週刊BCN 2003年06月09日vol.993掲載

 霞ヶ関を中心に「レガシーシステム」という言葉が流行っている。レガシーシステムとは、言うまでもなく従来のメインフレームを中心に構築されたシステムのことである。流行の理由は、3月25日にe-Japan重点計画特命委員会から「旧式(レガシー)システム改革指針」が公表され、さらに各府省情報化統括責任者(CIO)連絡会議において、関係府省はレガシーシステムの抜本的な見直しに着手し、行動計画を6月までに策定・公表することが決定されたからである。

 政府の資料によれば「年間10億円以上の経費を要する中央省庁の情報システムのうち、件数ベースで約半数、予算ベースで約8割がレガシーシステム」なのだそうだ。これらのシステムをオープンシステム化すれば、かなり経費を削減できそうだ。しかし、レガシーシステムを擁護する声もある。

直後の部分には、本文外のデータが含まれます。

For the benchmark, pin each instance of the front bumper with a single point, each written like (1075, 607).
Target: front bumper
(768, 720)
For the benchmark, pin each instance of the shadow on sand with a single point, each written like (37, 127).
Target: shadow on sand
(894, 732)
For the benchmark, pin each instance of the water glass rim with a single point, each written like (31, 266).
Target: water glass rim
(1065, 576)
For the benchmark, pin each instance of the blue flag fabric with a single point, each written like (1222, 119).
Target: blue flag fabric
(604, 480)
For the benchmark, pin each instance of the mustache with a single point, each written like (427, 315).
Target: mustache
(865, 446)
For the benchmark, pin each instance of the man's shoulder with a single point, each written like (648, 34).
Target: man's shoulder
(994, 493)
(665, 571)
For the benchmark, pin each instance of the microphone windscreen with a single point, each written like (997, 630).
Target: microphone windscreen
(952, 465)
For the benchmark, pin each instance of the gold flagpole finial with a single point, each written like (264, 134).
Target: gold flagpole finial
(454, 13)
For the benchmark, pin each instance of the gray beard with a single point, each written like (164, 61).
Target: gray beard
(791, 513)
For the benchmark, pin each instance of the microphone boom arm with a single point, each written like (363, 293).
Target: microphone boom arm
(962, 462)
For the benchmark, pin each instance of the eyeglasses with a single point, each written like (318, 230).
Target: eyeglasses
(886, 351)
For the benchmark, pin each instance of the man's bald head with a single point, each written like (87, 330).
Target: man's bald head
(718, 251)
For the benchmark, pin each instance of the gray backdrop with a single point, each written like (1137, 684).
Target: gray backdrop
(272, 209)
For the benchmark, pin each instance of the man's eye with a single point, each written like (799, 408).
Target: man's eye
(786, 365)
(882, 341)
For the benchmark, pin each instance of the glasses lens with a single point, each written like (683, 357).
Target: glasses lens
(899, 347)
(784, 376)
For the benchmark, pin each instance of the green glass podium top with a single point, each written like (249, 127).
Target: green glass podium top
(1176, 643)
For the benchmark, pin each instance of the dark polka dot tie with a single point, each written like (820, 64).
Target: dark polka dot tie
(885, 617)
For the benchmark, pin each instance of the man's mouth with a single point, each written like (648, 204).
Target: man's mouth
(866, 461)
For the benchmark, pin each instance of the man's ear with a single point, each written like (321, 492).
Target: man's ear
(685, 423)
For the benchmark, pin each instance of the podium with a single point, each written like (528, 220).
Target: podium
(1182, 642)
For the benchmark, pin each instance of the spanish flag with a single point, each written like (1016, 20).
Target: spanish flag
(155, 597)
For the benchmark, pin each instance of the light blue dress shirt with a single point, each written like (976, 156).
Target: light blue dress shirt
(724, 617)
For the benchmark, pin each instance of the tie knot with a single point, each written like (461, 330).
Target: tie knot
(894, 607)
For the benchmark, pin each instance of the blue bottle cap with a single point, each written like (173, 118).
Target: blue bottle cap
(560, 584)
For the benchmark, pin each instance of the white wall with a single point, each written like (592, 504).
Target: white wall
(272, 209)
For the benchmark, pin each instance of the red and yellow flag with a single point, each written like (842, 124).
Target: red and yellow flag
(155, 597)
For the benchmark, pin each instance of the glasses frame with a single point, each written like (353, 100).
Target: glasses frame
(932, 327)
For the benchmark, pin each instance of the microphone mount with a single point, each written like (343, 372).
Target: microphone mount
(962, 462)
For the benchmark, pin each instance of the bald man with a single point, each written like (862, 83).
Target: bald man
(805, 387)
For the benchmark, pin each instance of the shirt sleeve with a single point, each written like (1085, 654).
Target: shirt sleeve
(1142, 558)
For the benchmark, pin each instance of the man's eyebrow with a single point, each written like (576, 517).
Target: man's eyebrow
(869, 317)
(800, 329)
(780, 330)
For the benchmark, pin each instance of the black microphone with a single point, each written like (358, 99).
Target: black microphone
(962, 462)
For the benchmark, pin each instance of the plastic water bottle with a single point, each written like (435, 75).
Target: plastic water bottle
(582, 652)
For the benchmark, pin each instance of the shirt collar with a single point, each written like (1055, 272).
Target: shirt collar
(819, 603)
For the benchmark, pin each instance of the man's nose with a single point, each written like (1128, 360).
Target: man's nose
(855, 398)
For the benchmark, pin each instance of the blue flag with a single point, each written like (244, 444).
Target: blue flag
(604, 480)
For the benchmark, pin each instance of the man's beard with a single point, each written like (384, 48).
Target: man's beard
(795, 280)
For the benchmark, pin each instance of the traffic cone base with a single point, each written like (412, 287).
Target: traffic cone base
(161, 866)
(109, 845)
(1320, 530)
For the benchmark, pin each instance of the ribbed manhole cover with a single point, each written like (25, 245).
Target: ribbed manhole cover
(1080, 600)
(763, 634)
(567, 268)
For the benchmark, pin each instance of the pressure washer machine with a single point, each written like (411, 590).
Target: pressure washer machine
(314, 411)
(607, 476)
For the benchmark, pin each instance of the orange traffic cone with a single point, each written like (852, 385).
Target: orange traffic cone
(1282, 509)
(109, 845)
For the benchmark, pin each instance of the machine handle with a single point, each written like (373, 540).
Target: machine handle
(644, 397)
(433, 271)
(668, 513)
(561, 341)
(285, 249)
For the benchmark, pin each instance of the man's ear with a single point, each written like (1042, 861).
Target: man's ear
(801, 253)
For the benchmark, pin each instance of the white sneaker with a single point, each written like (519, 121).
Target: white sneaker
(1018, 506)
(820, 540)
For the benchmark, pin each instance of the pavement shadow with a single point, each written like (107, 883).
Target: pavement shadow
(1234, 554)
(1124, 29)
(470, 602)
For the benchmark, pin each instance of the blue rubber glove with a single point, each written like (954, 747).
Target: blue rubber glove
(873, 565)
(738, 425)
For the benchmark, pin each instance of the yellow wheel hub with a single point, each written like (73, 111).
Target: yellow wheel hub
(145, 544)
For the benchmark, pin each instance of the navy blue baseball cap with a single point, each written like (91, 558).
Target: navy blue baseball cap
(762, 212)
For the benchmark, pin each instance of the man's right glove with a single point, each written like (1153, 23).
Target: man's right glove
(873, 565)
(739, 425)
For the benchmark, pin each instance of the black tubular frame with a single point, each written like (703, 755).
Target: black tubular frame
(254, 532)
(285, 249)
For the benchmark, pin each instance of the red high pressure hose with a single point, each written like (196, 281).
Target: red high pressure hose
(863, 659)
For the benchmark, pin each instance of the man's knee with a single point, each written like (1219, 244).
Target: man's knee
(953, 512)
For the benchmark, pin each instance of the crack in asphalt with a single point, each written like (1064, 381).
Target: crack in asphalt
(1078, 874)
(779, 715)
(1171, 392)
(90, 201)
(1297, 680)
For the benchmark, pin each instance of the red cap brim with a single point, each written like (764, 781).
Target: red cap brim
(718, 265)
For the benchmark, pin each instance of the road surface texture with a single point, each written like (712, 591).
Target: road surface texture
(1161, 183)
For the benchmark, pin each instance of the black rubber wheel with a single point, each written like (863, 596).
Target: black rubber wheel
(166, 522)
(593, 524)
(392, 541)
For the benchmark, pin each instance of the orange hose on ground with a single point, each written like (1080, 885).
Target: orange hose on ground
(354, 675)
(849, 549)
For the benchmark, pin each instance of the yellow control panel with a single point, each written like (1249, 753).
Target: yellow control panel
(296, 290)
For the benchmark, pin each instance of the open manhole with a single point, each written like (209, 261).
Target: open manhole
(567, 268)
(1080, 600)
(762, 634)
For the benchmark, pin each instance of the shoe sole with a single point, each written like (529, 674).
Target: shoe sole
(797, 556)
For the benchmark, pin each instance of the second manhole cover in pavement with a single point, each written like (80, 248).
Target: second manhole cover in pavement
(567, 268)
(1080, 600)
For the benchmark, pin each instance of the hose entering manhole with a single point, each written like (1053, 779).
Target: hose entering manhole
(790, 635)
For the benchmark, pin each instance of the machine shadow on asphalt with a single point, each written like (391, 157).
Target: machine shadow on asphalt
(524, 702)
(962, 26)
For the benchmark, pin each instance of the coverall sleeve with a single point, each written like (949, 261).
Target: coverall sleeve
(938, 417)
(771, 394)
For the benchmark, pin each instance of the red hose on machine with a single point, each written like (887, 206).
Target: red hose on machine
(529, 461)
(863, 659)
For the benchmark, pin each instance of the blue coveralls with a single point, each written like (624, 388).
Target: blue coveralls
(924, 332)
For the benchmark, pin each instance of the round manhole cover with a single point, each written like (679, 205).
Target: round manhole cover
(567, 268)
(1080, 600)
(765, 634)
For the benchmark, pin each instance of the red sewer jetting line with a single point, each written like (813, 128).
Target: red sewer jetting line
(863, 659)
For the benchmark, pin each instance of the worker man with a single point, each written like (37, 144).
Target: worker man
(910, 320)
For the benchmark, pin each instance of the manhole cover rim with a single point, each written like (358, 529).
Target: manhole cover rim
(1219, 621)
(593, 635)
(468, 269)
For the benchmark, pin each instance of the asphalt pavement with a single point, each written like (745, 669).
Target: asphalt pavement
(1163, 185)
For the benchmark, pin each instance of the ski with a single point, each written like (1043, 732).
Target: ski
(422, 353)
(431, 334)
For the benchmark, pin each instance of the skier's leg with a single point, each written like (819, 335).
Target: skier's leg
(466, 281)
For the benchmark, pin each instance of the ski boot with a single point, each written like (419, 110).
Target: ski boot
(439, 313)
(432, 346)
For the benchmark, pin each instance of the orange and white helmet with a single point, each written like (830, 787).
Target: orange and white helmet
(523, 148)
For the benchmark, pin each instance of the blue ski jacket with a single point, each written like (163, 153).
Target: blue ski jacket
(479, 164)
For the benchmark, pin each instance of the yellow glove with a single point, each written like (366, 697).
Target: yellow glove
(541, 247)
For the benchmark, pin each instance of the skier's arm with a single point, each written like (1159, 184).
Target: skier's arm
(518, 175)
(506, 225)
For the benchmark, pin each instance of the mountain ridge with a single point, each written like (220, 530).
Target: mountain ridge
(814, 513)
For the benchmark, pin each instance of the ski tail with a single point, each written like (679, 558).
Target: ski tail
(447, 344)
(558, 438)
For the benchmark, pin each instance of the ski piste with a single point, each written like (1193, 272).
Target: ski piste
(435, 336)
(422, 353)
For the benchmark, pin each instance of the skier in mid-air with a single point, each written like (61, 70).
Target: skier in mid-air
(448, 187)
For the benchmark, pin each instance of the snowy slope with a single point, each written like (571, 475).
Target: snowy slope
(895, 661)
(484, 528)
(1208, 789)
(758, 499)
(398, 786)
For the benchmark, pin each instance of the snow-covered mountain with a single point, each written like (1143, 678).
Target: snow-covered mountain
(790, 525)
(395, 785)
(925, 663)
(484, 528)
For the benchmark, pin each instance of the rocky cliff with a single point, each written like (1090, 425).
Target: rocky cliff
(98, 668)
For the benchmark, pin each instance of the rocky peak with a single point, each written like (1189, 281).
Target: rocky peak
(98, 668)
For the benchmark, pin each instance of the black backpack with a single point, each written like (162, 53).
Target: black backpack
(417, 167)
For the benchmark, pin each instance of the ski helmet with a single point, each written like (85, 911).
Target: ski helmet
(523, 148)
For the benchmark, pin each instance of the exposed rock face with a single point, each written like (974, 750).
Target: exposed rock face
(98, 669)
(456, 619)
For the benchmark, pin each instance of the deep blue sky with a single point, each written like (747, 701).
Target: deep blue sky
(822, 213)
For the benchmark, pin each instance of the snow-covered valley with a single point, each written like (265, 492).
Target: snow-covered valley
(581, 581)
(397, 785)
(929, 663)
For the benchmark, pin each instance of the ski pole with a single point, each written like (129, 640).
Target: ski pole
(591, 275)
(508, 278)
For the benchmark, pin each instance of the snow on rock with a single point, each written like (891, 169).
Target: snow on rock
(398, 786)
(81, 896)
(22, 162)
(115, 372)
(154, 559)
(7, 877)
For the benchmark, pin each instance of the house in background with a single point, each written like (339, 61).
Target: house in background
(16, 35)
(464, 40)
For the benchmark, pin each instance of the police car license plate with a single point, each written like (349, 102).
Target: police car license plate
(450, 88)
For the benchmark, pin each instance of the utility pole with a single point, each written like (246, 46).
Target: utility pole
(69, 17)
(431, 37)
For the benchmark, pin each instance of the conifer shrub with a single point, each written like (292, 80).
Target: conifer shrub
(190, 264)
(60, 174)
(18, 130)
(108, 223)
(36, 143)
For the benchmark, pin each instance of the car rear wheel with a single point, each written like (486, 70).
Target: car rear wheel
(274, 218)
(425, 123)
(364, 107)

「レガシーシステム=非効率」という先入観は必ずしも正しくない、オープンシステム化だけが合理的な解決策ではない、オープンシステム化にともなうコスト、セキュリティ、信頼性、パフォーマンス、目に見えないコストや効果を総合的に判断すべきだ、といった意見である。実にもっともらしいが、本当だろうか。

 例えば、現在、インターネット上で最も人気のある検索エンジンであるGoogle(グーグル)は、Linuxで動く5万台強のPCボードで構成されている。5万台と聞くと驚くかもしれないが、1台10万円で計算しても50億円のシステムである。ネット上の30億ページの情報を蓄え、1日に2億件以上の検索をこなしていることを考えれば、きわめてコストパフォーマンスが高いシステムである。

 レガシーが好きなベンダーに任せたら、この100倍の予算でも作れないだろう。オープンシステムは信頼性が低いなどという声も聞くが、Googleが使えなくて困ったことは1度もない。レガシーシステムを擁護するベンダーは、Googleのような斬新で、きわめてコストパフォーマンスのよいシステムを構築する自信もなければ、技術もないというだけの話ではないのか。レガシーシステムという問題の本質は、日本のベンダーやその経営者、SE、プログラマーがレガシーになっていることにあるように思える。